Israel mit sechzig

Tel Aviv – Vor zehn Jahren, an Israels 50. Jahrestag, begründete der Friedensprozess, eingeläutet durch das bahnbrechende Osloer Abkommen, das Israel und die Palästinensische Autonomiebehörde 1993 schlossen, die Legitimität der nationalen Existenz zweier Völker in ihrem gemeinsamen Heimatland auf der Grundlage eines territorialen Kompromisses. Es machte sich das allgemeine Gefühl breit, dieser lange Konflikt sei gelöst.

Leider mussten wir in den letzten zehn Jahren in vielen Bereichen einen schmerzhaften Rückschlag miterleben. Einzelne und Völker können Schwierigkeiten ertragen, wenn sie das Gefühl haben, dass die Zukunft besser wird und die Konflikte gelöst werden. Doch kann eine plötzliche Rückwärtsentwicklung zu Verzweifelung führen, wie wir heute spüren.

Warum scheinen Kämpfe, die bei weitem komplexer sind als der israelisch-arabische Konflikt – Apartheid in Südafrika, die Teilung Deutschlands oder der Zusammenbruch der Sowjetunion –, alle gelöst worden zu sein, in der Regel ohne Blutvergießen, während der Nahostkonflikt nach über einem Jahrhundert täglich mehr Opfer fordert?

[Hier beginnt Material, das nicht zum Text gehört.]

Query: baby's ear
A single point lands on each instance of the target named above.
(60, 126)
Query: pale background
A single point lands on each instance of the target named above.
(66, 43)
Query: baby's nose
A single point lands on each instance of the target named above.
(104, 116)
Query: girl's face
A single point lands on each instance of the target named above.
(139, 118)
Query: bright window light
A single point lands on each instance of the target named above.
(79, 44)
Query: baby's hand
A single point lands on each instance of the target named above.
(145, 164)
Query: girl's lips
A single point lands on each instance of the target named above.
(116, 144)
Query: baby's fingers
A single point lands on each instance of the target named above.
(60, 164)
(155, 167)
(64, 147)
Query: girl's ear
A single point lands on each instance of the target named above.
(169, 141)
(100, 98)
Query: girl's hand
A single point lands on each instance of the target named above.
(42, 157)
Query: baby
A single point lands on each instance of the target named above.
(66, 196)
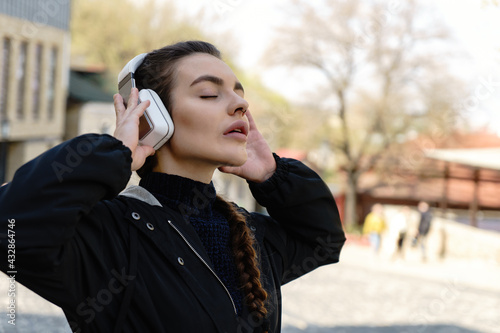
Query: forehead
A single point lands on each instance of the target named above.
(198, 64)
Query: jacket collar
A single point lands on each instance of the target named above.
(140, 193)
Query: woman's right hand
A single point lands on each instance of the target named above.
(127, 127)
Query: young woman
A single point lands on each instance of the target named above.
(169, 255)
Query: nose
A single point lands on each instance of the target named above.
(238, 104)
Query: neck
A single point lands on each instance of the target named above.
(187, 168)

Ein Grund dafür ist, dass der Konflikt in der Menschheitsgeschichte einzigartig ist. Es gibt kein anderes Beispiel für eine Nation, die nach einer Abwesenheit von 2000 Jahren in ein Gebiet zurückgekehrt ist, das sie die ganze Zeit über als ihre Heimat angesehen hat. Es ist also kein Wunder, dass die Araber, insbesondere die Palästinenser, weder existenziell noch moralisch verstehen können, was ihnen widerfährt.

Die Rückkehr der Juden nach Israel war kein Kolonialismus, wie die Araber dachten. Nicht nur fehlte den Juden ein Vaterland, sie lebten in Europa auch als fremde Nation, was zu Vertreibung und Vernichtung führte. Die Juden kamen nicht, um Palästinas Ressourcen auszubeuten oder seine Einwohner zu unterjochen, um die wirtschaftlichen Gewinne in ein anderes Land zu schaffen. Auch kamen sie nicht wie die amerikanischen oder australischen Siedler, um eine neue Identität zu entwickeln und die Einheimischen zu assimilieren.

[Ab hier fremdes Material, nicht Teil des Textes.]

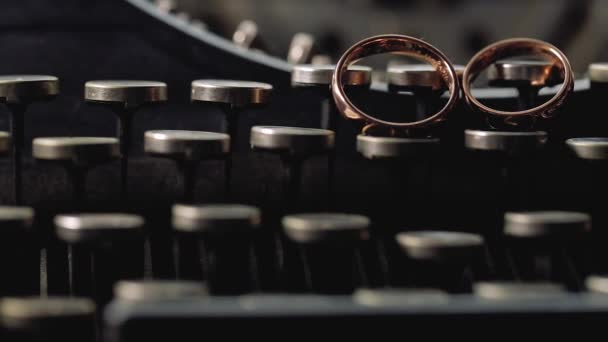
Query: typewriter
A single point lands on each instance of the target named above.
(186, 170)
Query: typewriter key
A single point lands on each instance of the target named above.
(400, 157)
(232, 97)
(28, 319)
(329, 246)
(301, 48)
(318, 77)
(594, 154)
(510, 156)
(5, 141)
(18, 92)
(527, 76)
(441, 259)
(395, 148)
(125, 98)
(513, 144)
(518, 291)
(399, 298)
(78, 155)
(150, 290)
(19, 252)
(512, 47)
(597, 284)
(102, 249)
(545, 245)
(188, 149)
(225, 235)
(294, 145)
(423, 81)
(589, 148)
(598, 74)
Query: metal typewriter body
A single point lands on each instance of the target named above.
(131, 39)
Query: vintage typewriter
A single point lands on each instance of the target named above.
(167, 176)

Der Zionismus zielte darauf ab, eine alte Identität zu erneuern und zu vertiefen. Von Anfang an bestand keine Absicht, der Identität der ansässigen Araber zu schaden oder sie mit der traditionellen jüdischen Identität zu verschmelzen. Da die Araber kein entsprechendes historisches Modell hatten, von dem sie hätten lernen können, wie sie sich angesichts des Phänomens verhalten sollten, dass über sie hereingebrochen war, versuchten sie, den Zionismus als Kolonialismus zu interpretieren, und dachten, dass der Kampf anderer Nationen gegen den Kolonialismus ein Modell für den Widerstand darstelle.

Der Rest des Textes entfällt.